When Roman Polanski decided not to show the infant spawn of Satan in Rosemary’s Baby, the film’s producer, William Castle, was certain the audience would feel burned. “Of course,” Polanski replied. “But I don’t think we should ever let them (see it). On the contrary Bill, everyone will have his own personal image. If we show our version—no matter what we do—it’ll spoil that illusion. If I do my job right, people will actually believe they’ve seen the baby.”
As Castle recalled in his autobiography, “Polanski was right. Many people leaving the theater believed they had seen Him. When Rosemary was shown on TV, columnists reported that ‘due to censorship,’ ABC had cut the scenes where the ‘baby’ was shown. Rosemary’s ‘baby’ was never photographed.”
This doesn’t just apply to horror films. Quentin Tarantino certainly learned a lot about making movies from the horror genre, and used what you imagine is worse than what you can see to great effect in Reservoir Dogs. As Christopher McQuarrie, screenwriter of The Usual Suspects, said at a seminar for Fade-In Magazine, “You hear people talk about Reservoir Dogs, this torture scene that was so horrible and so brutal... but they shot a wall. They started cutting his ear off, and then they panned away. And I’ve heard people vividly describe this brutal torture scene that isn’t there.”
Then Tarantino applied to same principal to one of the classic elements of Pulp Fiction. When I interviewed Tarantino’s former writing partner Roger Avary for Creative Screenwriting, I asked if there was definitely something in the suitcase, or if it was intentionally not shown so the audience would be left guessing. Well, he wouldn’t say exactly, but he did say that the suitcase was originally going to have the diamonds from the Reservoir Dogs heist. This idea was quickly abandoned, because “it’s not fantastic enough,” Avary said. “Nothing is fantastic enough. The only way to make something truly fantastic is to not tell people what’s in it, then it’s different for every person in the audience.”

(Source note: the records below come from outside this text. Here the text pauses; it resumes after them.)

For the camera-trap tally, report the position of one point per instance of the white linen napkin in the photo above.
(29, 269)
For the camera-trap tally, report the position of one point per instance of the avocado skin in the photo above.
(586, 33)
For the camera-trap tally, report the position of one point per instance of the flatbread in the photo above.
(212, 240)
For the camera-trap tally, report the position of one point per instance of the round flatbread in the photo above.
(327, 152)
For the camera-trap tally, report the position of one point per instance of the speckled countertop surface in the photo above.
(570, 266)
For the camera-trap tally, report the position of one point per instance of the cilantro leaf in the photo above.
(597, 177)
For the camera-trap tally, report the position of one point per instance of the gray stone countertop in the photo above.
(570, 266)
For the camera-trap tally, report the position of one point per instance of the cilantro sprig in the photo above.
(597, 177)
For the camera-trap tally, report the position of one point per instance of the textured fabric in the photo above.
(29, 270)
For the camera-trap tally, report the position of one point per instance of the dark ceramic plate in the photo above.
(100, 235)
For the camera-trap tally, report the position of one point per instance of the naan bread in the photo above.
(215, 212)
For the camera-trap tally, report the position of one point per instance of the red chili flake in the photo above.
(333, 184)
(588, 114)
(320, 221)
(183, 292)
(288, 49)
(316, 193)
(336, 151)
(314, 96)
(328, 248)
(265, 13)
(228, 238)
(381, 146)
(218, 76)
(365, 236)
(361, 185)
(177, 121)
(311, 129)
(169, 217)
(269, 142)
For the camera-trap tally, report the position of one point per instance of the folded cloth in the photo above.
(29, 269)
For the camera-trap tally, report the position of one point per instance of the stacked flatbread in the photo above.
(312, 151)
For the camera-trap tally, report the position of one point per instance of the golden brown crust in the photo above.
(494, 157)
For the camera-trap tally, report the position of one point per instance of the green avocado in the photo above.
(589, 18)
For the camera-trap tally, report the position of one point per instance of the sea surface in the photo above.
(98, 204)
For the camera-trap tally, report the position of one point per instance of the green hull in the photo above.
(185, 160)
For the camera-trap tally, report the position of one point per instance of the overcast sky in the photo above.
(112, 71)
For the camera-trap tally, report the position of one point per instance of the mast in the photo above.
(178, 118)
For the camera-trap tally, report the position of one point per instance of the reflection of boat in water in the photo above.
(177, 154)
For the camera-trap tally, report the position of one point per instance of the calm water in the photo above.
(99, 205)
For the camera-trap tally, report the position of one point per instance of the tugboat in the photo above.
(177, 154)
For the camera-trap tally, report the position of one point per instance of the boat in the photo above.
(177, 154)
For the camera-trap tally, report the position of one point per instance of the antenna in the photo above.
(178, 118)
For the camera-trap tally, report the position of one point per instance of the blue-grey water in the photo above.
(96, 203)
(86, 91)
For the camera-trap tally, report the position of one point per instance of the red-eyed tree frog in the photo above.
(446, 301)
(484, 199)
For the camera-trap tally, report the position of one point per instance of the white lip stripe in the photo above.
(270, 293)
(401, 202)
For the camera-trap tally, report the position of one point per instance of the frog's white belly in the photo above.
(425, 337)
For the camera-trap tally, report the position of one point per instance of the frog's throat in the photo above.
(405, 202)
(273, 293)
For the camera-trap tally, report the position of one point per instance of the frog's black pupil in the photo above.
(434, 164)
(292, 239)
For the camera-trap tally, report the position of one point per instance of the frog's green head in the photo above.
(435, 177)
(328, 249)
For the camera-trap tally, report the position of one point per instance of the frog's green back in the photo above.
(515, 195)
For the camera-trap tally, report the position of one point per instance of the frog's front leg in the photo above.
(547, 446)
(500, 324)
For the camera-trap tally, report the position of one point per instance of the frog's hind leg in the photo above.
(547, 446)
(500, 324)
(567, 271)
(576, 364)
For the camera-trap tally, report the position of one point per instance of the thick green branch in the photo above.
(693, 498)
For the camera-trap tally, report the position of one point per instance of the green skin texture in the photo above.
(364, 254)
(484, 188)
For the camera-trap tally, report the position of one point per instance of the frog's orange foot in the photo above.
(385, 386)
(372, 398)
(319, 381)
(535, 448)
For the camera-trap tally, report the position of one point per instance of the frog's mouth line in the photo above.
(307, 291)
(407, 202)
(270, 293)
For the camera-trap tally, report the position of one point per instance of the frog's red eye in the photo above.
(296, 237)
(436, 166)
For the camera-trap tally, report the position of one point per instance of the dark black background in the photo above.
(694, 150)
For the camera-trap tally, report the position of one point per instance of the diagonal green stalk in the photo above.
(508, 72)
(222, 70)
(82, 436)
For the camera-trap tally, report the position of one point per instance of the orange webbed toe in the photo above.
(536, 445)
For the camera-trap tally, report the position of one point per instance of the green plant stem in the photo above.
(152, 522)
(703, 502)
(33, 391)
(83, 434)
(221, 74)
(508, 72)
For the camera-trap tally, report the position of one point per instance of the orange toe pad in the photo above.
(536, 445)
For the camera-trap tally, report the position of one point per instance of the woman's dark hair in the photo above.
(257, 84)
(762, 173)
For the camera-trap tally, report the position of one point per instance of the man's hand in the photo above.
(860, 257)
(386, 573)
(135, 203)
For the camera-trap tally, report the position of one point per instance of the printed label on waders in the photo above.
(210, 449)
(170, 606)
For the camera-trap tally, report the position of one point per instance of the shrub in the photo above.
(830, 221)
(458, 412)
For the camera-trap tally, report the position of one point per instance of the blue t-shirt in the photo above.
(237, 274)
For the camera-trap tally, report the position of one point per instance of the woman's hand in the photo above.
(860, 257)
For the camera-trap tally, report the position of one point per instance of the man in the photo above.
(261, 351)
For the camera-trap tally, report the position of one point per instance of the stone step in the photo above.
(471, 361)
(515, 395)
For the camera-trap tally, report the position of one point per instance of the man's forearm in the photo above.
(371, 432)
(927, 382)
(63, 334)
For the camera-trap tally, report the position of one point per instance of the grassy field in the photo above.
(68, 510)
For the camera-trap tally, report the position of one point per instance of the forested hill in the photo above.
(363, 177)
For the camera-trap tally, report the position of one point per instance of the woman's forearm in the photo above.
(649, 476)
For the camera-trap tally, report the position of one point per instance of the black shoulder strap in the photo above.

Brian DePalma once said the key to suspense was withholding information. How much you show, or don’t show, in a horror film is ultimately up to the filmmaker’s taste, or lack thereof. As Anthea Sylbert, the costume designer on Rosemary’s Baby, says, “I believe in all good films, and indeed in all good art, you have to know what to leave out, what to eliminate. It gives importance to what you include.”


Comments (4)
What's up with the Aliens poster? Is that "here" mistake in the actual movie poster?
Posted by AlphaOmega | January 28, 2008 6:53 PM
Posted on January 28, 2008 18:53
No. It's not on the actual poster.
Posted by Joshua | January 29, 2008 11:35 AM
Posted on January 29, 2008 11:35
lol, good eye... my guess would be that they replaced the poster text with their own for readability on such a small size... and then did the typo.
all posters I have seen do not have that misspell...
Posted by sojrner | January 29, 2008 4:00 PM
Posted on January 29, 2008 16:00
Vincent Price had some great movies.